You can apply to register your whistleblowing scheme online via www.cnil.fr
An acknowledgement receipt (“récépissé”) is then sent to your company or organisation. This constitutes an authorisation of the notified system as well as, if relevant, an authorisation of the international data transfers taking place in the context of running the whistleblowing system.
The Code of Corporate Governance in the Netherlands stipulates the following as regards whistleblowing provision:
“The management board shall ensure that employees have the possibility of reporting alleged irregularities of a general, operational and financial nature in the company to the chairman of the management board or to an official designated by him, without jeopardising their legal position. Alleged irregularities concerning the functioning of management board members shall be reported to the chairman of the supervisory board. The arrangements for whistleblowers shall in any event be posted on the company’s website.”
The Belgian Privacy Commission recently issued a recommendation with respect to the compatibility of whistleblowing schemes with the Belgian Private Data Protection Law of 8 December 1992.

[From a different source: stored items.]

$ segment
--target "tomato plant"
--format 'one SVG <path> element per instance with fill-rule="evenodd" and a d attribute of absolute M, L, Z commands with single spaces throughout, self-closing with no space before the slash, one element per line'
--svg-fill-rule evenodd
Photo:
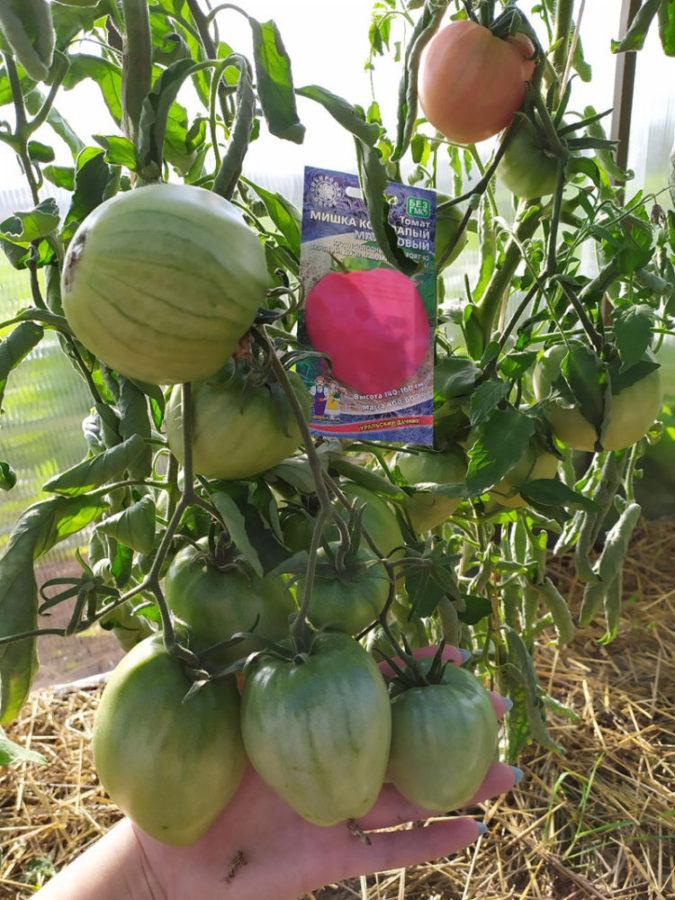
<path fill-rule="evenodd" d="M 195 840 L 236 788 L 234 673 L 250 761 L 329 825 L 370 808 L 388 764 L 413 802 L 445 810 L 495 755 L 479 681 L 416 665 L 413 647 L 461 646 L 512 696 L 509 759 L 554 746 L 546 710 L 560 706 L 534 651 L 568 644 L 575 623 L 551 555 L 574 555 L 579 621 L 602 610 L 602 640 L 617 634 L 674 325 L 669 176 L 634 189 L 606 113 L 579 108 L 575 5 L 502 5 L 374 4 L 372 97 L 352 103 L 297 87 L 273 21 L 246 14 L 253 52 L 239 52 L 238 7 L 0 3 L 0 143 L 32 198 L 0 223 L 25 278 L 0 323 L 0 405 L 20 418 L 14 380 L 43 353 L 89 397 L 80 461 L 50 474 L 0 558 L 0 722 L 28 696 L 41 635 L 112 629 L 129 652 L 101 700 L 96 764 L 160 840 Z M 655 15 L 645 4 L 614 50 L 634 52 Z M 61 106 L 81 82 L 113 123 L 88 143 Z M 304 104 L 353 139 L 379 255 L 357 272 L 334 257 L 308 289 L 299 213 L 247 163 L 253 140 L 302 143 Z M 269 146 L 268 173 L 283 158 Z M 439 201 L 423 276 L 390 221 L 390 185 L 406 181 Z M 433 419 L 433 444 L 315 439 L 301 373 L 317 355 L 367 393 L 433 368 L 410 416 Z M 25 473 L 8 447 L 11 492 Z M 76 534 L 77 566 L 38 586 L 40 558 Z M 67 604 L 65 625 L 42 627 Z M 383 655 L 402 661 L 393 703 Z"/>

In this recommendation, the Belgian Privacy Commission indicated that since the Private Data Protection Law applies as soon as personal data is processed by automatic means or is filed or is intended to be filed, it will apply to almost all whistleblowing schemes. The Commission outlined a number of basic principles, which should at least be respected by whistleblowing schemes to be compatible with the Private Data Protection law. These principles are more detailed than the earlier recommendations of the Article 29 Working Party and relate to (i) honesty, legitimacy, purposefulness of the scheme, (ii) proportionality, (iii) accuracy of the personal data, (iv) transparency, (v) security of the processing operations and filing, (vi) rights of all persons involved (whistleblower, reported person and third parties), and (vii) registration of the database if the data will be automatically processed or at the request of the Belgian Privacy Commission.
The recommendations of the Belgian Privacy Commission are not binding but have an important persuasive authority and are normally followed by the courts. Therefore, their practical impact is significant and the basic principles can be used as a guideline for companies wishing to implement whistleblowing schemes in Belgium.
Article 29 Data Protection Working Party offers an opinion and guidance on how internal whistleblowing schemes can be implemented in compliance with the EU data protection rules enshrined in Directive 95/46/EC.2. This document only forms an opinion and is not legislatively mandatory.